It was the full-fat RTX 4090, but it’s a kind of unfair comparison because the model didn’t fit in the 4090’s VRAM.
Of course the GPU in RTX4090 is far more powerful, but when it has to fetch loads of data from system ram slowly, that memory bandwidth becomes a bottleneck that makes the GPU performance far less relevant… hence in this case a less powerful GPU with more fast memory available to it outperforms it.
Anyway, it’ll be good to have more choice, and hopefully the ability to run bigger models well for less money.
I hope at some point people will be able to contribute AI Compute / run LLM requests to Autonomi users anonymously on the network in exchange for ANT
For single user use, memory bandwidth is usually the bottleneck. To saturate the compute, you usually need batch inference, I.e. multiple users chatting at the same time or paralell processing of lots of documents.
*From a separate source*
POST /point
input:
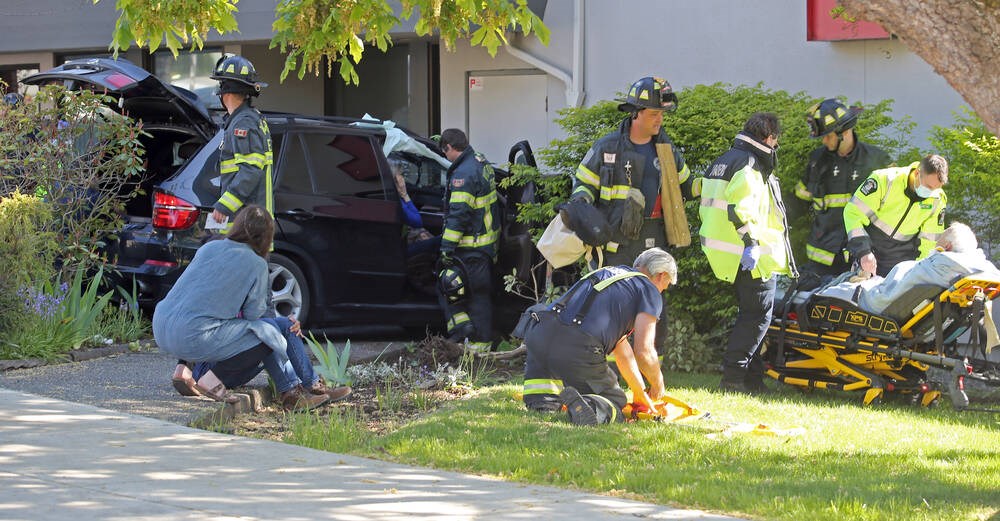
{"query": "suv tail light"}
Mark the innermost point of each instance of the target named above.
(173, 213)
GPUs are much faster for this.
Memory bandwidth of 3090 is 936 GB/, 4090 about the same. Strix Halo should be around 256 GB/, a bit less than Macs with 128GB ram and about 1/4 of 3090/4090. Should be fast enough to be usable. 5090 has 1,792 GB/, so quite a bit faster.
Would it be possible to create some decentralized version of operating system? EG a version of linux married with nodes, with the whole filesystem hosted on Autonomi?
For AI you might want to wait for this : " NVIDIA Project DIGITS With New GB10 Superchip Debuts as World’s Smallest AI Supercomputer Capable of Running 200B-Parameter Models". Price ~3000$, should be available in May.